Belanda datang ke Sulawesi Utara di abad ke-17, bertemu dengan suku asli disana yang masih hidup di jaman yang kurang lebih sama seperti waktu suku itu pertama datang ke Sulawesi; 3 - 4 abad sebelum masehi. Sementara di abad ke-17 Eropa sudah ada di gerbang era Industrialisasi. Ada perbedaan jaman sekitar 20 abad.
Pada waktu first encounter dengan Belanda itu, suku asli disana adalah orang austronesia yang hidup dengan cara berburu dan mengumpulkan makanan. Mereka berburu dan memakan apa saja hewan yang mereka tangkap - Babi hutan, tikus, kelelawar, anjing. Tapi mereka sudah tidak tinggal di goa, keahlian mereka sudah lumayan advance jadi sudah bisa bikin tempat tinggal permanen, sudah pakai pakaian, punya kepercayaan, kegiatan religius, tari-tarian dan seni.
Suku asli yang berasal dari ras austronesia itu yang kini disebut dengan suku minahasa. Austronesia sendiri saat ini merupakan ras terbanyak yang tinggal di Indonesia. Sedangkan sebagian lagi adalah Melanesian, seperti orang maluku, papua, nusa tenggara.
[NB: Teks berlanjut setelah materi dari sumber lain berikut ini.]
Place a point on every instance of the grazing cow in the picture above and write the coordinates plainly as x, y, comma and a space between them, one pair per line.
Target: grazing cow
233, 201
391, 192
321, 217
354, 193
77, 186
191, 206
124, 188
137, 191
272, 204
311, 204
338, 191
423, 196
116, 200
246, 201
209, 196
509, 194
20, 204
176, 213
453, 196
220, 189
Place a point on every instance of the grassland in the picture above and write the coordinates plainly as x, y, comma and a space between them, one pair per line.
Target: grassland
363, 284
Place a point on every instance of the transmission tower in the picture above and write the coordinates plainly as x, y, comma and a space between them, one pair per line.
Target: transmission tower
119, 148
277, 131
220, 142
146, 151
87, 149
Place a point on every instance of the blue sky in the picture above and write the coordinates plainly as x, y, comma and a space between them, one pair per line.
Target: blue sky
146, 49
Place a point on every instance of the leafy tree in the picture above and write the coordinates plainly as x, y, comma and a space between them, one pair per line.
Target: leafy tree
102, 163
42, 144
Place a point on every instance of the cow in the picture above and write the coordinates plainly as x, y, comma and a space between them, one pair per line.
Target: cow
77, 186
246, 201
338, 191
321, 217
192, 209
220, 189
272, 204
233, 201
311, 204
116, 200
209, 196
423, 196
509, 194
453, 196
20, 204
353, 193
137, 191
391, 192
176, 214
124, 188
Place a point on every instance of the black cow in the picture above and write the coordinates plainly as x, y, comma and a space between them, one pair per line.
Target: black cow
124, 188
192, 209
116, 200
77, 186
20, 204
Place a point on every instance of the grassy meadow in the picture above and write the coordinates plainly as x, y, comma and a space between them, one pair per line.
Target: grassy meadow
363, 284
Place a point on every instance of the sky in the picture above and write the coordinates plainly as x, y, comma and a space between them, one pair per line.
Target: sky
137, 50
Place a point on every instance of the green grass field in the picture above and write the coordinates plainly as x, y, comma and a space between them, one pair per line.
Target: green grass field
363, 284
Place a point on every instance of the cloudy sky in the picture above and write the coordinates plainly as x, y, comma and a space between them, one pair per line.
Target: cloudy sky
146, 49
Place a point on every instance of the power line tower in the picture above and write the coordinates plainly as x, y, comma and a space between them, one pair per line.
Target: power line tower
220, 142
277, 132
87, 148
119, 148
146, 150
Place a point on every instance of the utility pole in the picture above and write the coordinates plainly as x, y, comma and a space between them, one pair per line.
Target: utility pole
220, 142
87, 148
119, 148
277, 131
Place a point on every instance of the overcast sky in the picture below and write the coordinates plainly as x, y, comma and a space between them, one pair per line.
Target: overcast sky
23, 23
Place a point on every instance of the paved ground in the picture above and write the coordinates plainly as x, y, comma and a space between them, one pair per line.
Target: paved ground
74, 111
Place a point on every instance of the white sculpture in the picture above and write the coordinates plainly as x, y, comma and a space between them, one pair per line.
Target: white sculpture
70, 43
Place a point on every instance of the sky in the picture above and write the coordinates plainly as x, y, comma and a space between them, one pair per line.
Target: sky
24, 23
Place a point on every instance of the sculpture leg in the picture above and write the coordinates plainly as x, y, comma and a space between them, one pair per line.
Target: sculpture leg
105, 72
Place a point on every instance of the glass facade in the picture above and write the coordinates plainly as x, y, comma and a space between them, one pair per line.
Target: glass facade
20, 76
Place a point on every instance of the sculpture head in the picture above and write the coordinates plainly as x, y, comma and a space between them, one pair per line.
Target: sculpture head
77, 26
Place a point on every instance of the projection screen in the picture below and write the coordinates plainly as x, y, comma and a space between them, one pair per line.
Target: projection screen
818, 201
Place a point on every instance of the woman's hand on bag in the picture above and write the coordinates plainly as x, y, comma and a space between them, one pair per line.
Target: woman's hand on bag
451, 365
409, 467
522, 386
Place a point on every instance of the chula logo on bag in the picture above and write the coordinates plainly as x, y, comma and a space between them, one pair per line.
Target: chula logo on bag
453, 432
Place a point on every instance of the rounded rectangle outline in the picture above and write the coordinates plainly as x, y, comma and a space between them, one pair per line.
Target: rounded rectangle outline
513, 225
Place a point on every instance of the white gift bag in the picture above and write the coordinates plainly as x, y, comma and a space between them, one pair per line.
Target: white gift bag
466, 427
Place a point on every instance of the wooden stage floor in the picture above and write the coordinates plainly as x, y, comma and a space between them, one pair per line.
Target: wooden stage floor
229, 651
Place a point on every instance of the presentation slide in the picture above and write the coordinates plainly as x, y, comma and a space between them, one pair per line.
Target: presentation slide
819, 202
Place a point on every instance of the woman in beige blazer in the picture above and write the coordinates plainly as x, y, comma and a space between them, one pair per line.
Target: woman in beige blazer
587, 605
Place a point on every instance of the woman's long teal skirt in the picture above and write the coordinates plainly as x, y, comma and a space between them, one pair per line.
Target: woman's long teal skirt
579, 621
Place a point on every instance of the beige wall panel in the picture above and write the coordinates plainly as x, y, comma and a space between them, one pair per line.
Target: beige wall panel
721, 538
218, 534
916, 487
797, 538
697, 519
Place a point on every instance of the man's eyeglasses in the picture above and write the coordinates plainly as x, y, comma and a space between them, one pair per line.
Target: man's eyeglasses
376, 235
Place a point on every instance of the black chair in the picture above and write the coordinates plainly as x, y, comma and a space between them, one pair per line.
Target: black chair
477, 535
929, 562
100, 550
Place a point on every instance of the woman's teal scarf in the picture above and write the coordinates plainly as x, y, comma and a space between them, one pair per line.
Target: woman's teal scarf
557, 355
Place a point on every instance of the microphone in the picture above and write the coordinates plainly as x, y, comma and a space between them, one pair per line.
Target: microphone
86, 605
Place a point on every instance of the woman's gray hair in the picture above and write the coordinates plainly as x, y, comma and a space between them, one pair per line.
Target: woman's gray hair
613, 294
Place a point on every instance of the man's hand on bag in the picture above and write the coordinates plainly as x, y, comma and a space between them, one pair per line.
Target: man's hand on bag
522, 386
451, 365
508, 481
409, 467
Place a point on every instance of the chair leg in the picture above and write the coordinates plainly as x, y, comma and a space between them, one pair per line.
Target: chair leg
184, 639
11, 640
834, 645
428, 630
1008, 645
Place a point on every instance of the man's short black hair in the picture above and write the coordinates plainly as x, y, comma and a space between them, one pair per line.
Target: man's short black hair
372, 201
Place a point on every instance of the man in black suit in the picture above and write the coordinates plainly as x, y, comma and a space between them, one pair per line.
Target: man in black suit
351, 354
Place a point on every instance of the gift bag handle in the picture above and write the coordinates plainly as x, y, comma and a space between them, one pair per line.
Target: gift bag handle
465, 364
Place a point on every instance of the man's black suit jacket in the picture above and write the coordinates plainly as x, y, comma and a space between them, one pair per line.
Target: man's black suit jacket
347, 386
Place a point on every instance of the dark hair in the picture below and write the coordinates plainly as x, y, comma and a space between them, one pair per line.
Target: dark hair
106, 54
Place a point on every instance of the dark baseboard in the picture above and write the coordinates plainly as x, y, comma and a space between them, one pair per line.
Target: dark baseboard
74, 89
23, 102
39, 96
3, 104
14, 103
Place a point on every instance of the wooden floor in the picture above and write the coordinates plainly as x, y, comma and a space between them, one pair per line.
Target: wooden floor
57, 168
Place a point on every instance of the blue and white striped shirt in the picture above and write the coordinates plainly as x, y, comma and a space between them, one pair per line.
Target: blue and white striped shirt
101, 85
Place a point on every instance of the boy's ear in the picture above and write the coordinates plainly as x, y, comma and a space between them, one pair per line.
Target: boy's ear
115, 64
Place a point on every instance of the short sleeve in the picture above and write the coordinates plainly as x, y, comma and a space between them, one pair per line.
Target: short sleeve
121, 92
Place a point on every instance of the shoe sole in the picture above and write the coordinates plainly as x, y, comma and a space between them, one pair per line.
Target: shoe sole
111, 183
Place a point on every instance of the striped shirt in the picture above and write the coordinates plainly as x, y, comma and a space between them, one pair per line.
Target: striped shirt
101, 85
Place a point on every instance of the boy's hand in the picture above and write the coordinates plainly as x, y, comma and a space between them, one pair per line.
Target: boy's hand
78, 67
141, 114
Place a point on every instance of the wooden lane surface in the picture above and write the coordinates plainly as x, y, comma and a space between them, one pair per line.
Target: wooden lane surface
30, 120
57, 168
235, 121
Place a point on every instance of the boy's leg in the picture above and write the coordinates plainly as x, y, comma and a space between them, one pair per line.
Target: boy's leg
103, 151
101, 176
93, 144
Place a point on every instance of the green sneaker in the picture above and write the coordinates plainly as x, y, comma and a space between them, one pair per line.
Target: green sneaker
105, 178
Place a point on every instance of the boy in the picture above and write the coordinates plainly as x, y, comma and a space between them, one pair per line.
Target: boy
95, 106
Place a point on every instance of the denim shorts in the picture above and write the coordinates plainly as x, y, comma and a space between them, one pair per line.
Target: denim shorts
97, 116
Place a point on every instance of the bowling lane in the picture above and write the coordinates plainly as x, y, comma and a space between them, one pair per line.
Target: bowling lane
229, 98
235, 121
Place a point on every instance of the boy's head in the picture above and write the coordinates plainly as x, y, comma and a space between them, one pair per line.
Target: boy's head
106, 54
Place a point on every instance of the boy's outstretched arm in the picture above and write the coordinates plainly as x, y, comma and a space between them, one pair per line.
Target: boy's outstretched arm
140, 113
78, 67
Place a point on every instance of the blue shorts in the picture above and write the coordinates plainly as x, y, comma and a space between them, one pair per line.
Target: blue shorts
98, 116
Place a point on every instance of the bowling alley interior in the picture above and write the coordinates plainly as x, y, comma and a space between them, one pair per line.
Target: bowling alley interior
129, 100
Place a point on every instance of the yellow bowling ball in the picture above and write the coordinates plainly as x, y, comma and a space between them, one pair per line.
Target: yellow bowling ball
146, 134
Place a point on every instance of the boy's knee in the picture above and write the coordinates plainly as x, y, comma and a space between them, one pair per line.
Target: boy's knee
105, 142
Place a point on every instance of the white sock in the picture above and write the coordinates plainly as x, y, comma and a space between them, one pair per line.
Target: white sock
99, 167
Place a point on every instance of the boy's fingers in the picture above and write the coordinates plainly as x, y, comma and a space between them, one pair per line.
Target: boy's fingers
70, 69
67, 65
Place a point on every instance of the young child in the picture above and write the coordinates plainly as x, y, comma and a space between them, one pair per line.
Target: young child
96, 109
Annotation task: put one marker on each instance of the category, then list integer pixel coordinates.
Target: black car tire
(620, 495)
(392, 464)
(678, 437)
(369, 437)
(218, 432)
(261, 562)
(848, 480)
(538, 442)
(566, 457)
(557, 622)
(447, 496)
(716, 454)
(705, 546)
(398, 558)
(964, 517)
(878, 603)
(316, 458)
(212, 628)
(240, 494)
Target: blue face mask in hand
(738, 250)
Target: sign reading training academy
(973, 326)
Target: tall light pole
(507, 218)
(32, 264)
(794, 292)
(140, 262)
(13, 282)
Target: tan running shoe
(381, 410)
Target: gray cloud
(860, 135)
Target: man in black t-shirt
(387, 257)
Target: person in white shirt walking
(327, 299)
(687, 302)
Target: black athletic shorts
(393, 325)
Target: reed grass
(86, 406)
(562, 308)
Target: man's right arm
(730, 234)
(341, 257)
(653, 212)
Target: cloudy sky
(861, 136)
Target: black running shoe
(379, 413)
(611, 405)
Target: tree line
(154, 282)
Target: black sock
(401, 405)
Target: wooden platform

Ratusan ribu tahun migrasi pre-historic human hidup nya di jalan, ya kalau dari hasil kesimpulan analisa saya yang sering ngawur sih sebenarnya hampir mirip sama kehidupan ibukota sekarang sih. Manusia Pre-historic dan Manusia Urban Modern sama-sama menghabiskan banyak waktu di jalanan demi untuk tetap hidup. Bedanya jaman pre historic mereka menghabiskan waktu di jalan untuk berburu dan mengumpulkan makanan, kalau jaman sekarang kita menghabiskan waktu di jalan menuju kantor, kerja, dapat uang, beli makanan.
Austronesia datang ke wilayah Indonesia pada arus migrasi kedua, ribuan tahun setelah arus migrasi pertama yang membawa Melanesian ke wilayah Indonesia. Pada saat itu migrasi manusia masih terjadi tapi sebagian kelompok mulai memutuskan untuk berhenti berkelana dan memilih menetap bersama tanaman dan hewan ternak yang dirawatnya untuk dimakan. Sebagian masih hidup dengan cara hunting & gathering atau gabungan dari kedua gaya hidup itu.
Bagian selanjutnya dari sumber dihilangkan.